"JUSTICE SANS LIMITES"
Par Aline LAHOUD

Après l’effroyable cauchemar du 11 septembre, qui a plongé la planète dans une stupeur voisine du coma, le monde encore déboussolé tente de retrouver ses points de repère et retient son souffle.
L’armada américaine est aux portes de l’Asie, de l’océan Indien au Moyen-Orient, pour traquer et anéantir les derniers refuges de ces damnés de la Terre que sont les terroristes. A leur tour, les taliban appellent au Jihad et promettent de transformer chacun de leurs 300.000 combattants en bombes-suicide, plutôt que de livrer Ben Laden, lequel ne semble pas facilement livrable.
Où en sont les peuples et les gouvernements par rapport à la menace terroriste à laquelle il suffit d’une poignée d’illuminés fanatiques et sans visages pour transformer tout un continent en un champ de ruines et de morts?
Où en sont les peuples et les gouvernements par rapport à l’ultimatum américain? L’alternative jetée à la face des Etats pour George W. Bush est aussi simple qu’un tour de rodéo: ou vous restez accroché à un taureau furieux ou vous tombez et vous êtes piétiné à mort. Plus explicitement: ou vous êtes avec nous ou vous êtes avec les terroristes. C’est blanc ou noir. George W. Bush a supprimé le gris, tout simplement.
Tout simplement! c’est le mot qui convient au personnage. C’est un homme simple qui est venu au Pouvoir avec des idées simples et qui n’a jamais compris le sens de la notion “circonstances atténuantes”. Au cours de sa carrière de gouverneur du Texas, il a signé à la chaîne des peines de mort, sans jamais user de son droit de grâce, sans jamais accorder le moindre sursis, même quand il s’agissait de mineurs ou de déficients mentaux. Et entre le brutal lynchage auquel pourraient se livrer les Américains et l’irrationnel fanatisme des intégristes islamistes, le monde entier est menacé de sombrer dans la démence.
Nous en sommes là. Car, contrairement à ce qu’affirmait un célèbre écrivain, la vie - ou plutôt la mort - nous oblige à changer de désespérance comme de vitesse. Hier, nous parlions encore de petits conflits régionaux ou ethniques, de surabondance des uns et de sous-alimentation des autres; aujourd’hui, nous courons vers ce qui pourrait devenir l’apocalypse. Existe-t-il une chance pour que se fasse entendre - même timidement - la voix de la raison? Il semble, à l’heure actuelle, que ce soit là un pari perdu d’avance.

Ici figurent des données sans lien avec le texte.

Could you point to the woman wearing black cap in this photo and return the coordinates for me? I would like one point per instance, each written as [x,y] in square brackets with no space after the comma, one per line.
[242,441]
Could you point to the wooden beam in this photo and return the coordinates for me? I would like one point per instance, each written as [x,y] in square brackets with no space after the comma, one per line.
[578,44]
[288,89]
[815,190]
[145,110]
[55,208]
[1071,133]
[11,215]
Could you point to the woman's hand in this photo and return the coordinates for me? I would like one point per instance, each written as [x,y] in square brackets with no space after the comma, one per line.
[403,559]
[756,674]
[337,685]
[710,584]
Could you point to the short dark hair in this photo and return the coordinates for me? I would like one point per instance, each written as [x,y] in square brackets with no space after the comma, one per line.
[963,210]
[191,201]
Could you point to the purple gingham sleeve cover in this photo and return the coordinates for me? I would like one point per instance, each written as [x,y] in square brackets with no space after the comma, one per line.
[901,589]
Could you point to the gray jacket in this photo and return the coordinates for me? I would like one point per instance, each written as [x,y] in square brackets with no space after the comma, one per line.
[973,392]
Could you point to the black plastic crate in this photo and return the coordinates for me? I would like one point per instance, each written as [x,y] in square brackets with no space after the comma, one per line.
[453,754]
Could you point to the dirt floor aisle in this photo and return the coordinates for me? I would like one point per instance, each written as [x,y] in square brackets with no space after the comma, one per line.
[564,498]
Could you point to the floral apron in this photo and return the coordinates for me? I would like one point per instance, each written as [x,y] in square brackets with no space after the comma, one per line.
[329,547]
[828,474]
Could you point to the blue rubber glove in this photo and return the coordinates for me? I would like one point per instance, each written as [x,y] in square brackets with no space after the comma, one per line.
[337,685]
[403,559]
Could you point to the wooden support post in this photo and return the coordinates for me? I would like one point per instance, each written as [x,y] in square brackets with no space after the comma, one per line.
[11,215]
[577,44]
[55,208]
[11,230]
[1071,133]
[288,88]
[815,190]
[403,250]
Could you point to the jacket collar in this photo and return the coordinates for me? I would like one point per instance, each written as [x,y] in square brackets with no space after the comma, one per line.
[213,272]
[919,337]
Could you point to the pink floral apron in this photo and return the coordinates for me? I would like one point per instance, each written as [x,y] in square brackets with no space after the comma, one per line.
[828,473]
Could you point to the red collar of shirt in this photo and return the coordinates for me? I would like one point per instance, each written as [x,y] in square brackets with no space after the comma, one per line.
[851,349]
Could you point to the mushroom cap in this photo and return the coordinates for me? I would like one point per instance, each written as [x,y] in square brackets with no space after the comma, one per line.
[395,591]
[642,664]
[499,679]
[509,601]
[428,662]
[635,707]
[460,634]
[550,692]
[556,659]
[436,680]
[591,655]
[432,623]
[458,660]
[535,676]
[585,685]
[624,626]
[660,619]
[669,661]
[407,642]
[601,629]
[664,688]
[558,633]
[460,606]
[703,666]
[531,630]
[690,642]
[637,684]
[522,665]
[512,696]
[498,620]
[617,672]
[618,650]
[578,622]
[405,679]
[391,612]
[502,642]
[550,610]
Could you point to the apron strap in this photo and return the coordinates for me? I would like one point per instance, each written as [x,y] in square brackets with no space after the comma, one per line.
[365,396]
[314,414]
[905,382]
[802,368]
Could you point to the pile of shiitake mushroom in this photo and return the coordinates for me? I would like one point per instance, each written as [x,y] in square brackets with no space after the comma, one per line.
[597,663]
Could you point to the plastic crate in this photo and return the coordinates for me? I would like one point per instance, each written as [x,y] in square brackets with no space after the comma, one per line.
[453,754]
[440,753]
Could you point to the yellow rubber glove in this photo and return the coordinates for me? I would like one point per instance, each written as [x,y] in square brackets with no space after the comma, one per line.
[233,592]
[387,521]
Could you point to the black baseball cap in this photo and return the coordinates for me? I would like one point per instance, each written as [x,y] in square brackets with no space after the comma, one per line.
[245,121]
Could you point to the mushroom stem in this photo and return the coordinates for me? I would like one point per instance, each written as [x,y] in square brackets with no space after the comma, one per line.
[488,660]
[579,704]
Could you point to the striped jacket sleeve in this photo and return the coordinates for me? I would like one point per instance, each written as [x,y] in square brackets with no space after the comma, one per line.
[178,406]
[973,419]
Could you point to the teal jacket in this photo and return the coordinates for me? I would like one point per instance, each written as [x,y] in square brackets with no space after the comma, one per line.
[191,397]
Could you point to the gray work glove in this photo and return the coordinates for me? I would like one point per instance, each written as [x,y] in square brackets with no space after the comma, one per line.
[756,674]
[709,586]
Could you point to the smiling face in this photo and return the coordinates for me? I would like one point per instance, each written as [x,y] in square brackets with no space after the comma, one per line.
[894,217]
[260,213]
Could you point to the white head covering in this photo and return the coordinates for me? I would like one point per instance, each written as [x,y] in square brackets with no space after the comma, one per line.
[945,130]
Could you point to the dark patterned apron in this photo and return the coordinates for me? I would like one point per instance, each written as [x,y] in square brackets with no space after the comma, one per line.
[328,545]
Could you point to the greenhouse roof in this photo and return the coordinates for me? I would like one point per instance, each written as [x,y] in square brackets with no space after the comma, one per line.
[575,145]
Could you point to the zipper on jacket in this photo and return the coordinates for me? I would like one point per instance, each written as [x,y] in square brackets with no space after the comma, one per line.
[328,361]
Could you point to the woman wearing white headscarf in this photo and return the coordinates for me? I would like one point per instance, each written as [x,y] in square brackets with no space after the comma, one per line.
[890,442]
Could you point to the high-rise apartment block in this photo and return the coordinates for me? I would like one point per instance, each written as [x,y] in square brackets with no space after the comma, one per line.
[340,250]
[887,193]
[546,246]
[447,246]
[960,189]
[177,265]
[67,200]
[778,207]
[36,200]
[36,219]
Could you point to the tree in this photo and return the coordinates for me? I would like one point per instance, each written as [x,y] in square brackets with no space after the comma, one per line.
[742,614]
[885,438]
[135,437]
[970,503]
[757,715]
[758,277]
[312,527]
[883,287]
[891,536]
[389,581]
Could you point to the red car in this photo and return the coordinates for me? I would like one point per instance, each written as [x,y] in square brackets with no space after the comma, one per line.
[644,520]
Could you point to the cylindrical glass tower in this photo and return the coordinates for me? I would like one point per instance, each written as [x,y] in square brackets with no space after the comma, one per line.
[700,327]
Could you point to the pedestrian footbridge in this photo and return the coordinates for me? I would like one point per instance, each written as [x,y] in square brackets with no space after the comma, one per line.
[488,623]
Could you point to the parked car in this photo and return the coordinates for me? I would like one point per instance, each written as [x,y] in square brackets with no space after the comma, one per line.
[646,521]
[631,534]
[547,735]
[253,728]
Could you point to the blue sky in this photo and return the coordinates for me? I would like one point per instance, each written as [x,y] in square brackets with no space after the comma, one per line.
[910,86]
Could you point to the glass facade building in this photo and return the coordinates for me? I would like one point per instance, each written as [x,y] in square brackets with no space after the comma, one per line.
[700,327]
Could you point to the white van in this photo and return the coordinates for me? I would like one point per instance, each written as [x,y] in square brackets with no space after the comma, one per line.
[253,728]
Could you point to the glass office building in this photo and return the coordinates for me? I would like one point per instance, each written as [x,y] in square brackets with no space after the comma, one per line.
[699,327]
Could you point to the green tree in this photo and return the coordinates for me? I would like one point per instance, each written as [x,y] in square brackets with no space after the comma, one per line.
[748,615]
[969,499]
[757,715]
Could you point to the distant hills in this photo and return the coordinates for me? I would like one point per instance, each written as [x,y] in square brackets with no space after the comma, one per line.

Il est vrai que les musulmans, ceux qui savent lire le Coran et le comprendre, se sont élevés avec la dernière énergie contre le massacre de civils innocents. L’Islam est une religion céleste et le ciel de l’Islam, comme le nôtre, n’est pas peuplé d’avions-suicide.
Malheureusement, il existe partout des voix discordantes qui lancent des “fatwas” de leur propre invention, auxquelles répondent d’autres voix non moins discordantes qui confondent terrorisme et résistance, selon la définition que veut bien en donner Ariel Sharon.
Tout le monde s’est élevé contre le mot de “croisade” déniché par George W. Bush, un “W” que personne n’a jamais accusé de faire autorité en matières de sciences politiques, d’histoire ou même de simple bon sens. Mais ceux dont le mot croisade choque (à juste titre, d’ailleurs) devraient pouvoir faire la différence entre chrétiens et extrémistes réactionnaires, tout comme les chrétiens doivent considérer le mot “Jihad”, qui les hérisse, comme l’expression d’un intégrisme islamiste fanatique et non comme le mot d’ordre de l’Islam dans son ensemble.
En fait, ces deux mots, aussi laids l’un que l’autre, sont une insulte à la religion. Faire œuvre de mort au nom de la Croix est contraire à tous les enseignements du Christ. Pour ce qui est du “Jihad” que l’on traduit par “guerre sainte”, cela représente en soi une aberration. Une guerre, c’est-à-dire un instrument de mort et de destruction peut-il se parer du label de la sainteté?!
Il est temps que les hommes et les peuples, quels qu’ils soient cessent, enfin, pour se libérer de leurs propres démons, de prendre Dieu en otage.